I recently posted a Rubin Obs. technote, RTN-014: “Lunar Complications in the Scheduling of Deep Drilling Fields,” which raises some issues in scheduling DDF fields that I think science collaborations need to consider, particularly strategies for minimizing disruption in cadence by nights when the sky is bright enough that the limiting magnitude is several magnitudes brighter than nominal, or when the field is too close to the moon to be observed at all. I encourage anyone working on DDF strategy suggestions to take a look.
To further pique your interest (because this is cool work and has some implications for WFD scheduling/metrics too!):
When thinking about cadence, a simple approach is to just evaluate gaps between scheduled visits – these may be regular or may have longer intervals around new or full moon when filter availability changes (or just may occur due to needing to avoid observing too close to the moon).
In practice though, even if there are visits obtained near a full moon – those may not be useful visits for your science, due to changes in the limiting magnitude due to the moon!
When designing your metrics, you should consider not just the timing of visits but also the depth of visits compared to the magnitude of your desired sources.
Eric’s work here looks at how the changes in the limiting magnitude due to varying skybrightness would impose mandatory ‘gaps’ in coverage over the lunar cycle (assuming that the DDF sequences stay the same over the lunar cycle). Depending on the desired limiting magnitudes, DDF visits can be scheduled to minimize the resulting gap in coverage – but there are some complications, including the location of the DDFs on the sky. He suggests some of the options we can work on to incorporate more optimal scheduling of visits near bright time, and what some of those trade-offs may be. This is a really good place to start an in-depth discussion of subtleties with DDF cadences.
To illustrate: a nice plot from RTN-014 showing the ‘best’ limiting magnitude available in each night (assuming the field is observed at the best airmass and and skybrightness available in the night) over a season. The orange and yellow lines indicate when the moon is full and when the moon is closest to the DDF (respectively); the bottom panels indicates the minimum ‘gap’ in coverage, for a variety of g-band limiting magnitudes, and how these change over the season.
Lynne et al,
I would also like to remind the readers that, regardless of moon phase or location, the sky brightness in the red band z & y in particular are highly variable. A significant contributor is the variability in upper atmospheric airglow. Depending on the solar activity level these variation can rather large amplitudes. I will see if I can find something quantitative.
Good point! @yoachim this (rapid timescale) variability in z and particularly y band is not currently included in the skybrightness model for the simulations, is it?

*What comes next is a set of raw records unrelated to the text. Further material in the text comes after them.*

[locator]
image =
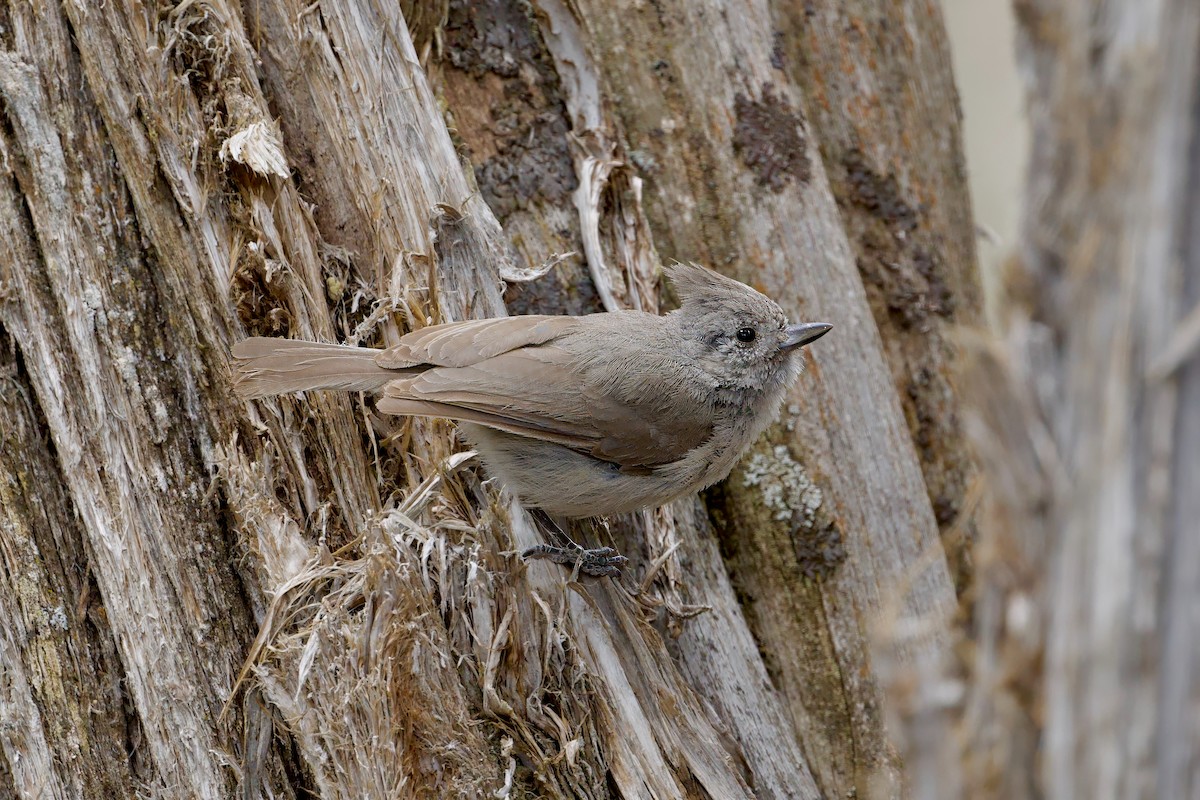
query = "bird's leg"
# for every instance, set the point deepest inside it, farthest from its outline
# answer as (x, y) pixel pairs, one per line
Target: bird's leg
(599, 561)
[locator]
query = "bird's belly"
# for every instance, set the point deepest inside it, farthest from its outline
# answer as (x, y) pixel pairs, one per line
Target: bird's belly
(565, 482)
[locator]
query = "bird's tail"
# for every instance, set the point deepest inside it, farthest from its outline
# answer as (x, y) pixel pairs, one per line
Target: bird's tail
(271, 366)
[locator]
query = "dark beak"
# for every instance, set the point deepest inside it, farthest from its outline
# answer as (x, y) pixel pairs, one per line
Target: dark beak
(804, 334)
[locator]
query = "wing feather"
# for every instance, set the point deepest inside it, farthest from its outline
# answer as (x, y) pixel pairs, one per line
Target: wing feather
(547, 392)
(461, 344)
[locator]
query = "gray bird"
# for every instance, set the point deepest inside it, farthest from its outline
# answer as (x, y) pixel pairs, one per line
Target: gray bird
(580, 416)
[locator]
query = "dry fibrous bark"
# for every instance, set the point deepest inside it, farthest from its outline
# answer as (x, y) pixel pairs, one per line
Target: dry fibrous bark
(299, 596)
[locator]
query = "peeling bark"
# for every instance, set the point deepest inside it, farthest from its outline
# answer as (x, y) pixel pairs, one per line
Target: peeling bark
(299, 596)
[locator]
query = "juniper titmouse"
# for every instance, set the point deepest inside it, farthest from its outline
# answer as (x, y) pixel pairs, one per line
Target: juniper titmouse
(580, 416)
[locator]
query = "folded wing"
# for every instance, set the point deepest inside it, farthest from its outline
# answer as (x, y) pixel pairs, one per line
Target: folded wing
(547, 392)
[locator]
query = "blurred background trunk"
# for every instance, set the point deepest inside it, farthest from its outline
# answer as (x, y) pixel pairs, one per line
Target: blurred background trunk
(1084, 656)
(205, 597)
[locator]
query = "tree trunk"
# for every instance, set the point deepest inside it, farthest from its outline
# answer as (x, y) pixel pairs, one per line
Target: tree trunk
(1085, 660)
(298, 597)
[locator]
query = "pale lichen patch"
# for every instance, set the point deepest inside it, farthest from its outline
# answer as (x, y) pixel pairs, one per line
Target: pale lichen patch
(786, 488)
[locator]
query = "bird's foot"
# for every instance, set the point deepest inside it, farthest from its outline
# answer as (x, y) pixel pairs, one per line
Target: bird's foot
(599, 561)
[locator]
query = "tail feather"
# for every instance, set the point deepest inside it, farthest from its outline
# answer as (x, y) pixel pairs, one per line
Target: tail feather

The high variability in sky brightness was quite apparent in DES data. I didn’t discuss it in this note, because I don’t have any suggestions on changes to scheduling because of it: there isn’t a lot we can do about it. (If we were to adopt variable exposure times in reaction to predicted depth, we may want to include sky brightness as well as seeing in this calculation, but I think that’s a separate discussion.)
For an idea of the magnitude, here is a plot measured sky brightness in DES vs. modeled sky brightness. The model used is much simpler than the one we use for Rubin, but I still think most of the offset between model and measured is due to intrinsic variability (e.g. from variable airglow) rather than limitations in the model.
Black points are exposures in fully dark sky, blue in sky with moon, orange during twilight. The red line is a perfect model fit.
This plot and details of the DES sky brightness model are in appendix D of the DES scheduler tech note.
Numerically, the standard deviation of the residuals between DES model and measured varies from about 0.2 in bluer bands and 0.3 in redder ones.
The solar activity induced sky brightness changes are about 0.5 mags (full range). So taking the average value, our model will be off +/- 0.25 mags, and the resulting 5-sigma limiting depths will be off +/- 0.12 mags.
I’ve maintained we can mostly ignore the red filter variability because for values like final coadded depth the effect will average out. For the scheduler, the airglow is fairly gray, so it does little if anything to change where we would decide to point the telescope. If we’re in conditions where we would typically observe in y, and it turns out there’s lots of additional sky glow, it’s very unlikely we would be better off swapping to a bluer filter (z will also be brighter, and we were probably in y because the sky is bright in blue from the moon or twilight).
It seems like the way to go may be to just acknowledge there there may be a wider range of variability than is obvious in the simulations, and for the purposes of trying to schedule to avoid or metrics to calculate the expanse of ‘gaps’ we should try to consider the effect of this uncertainty.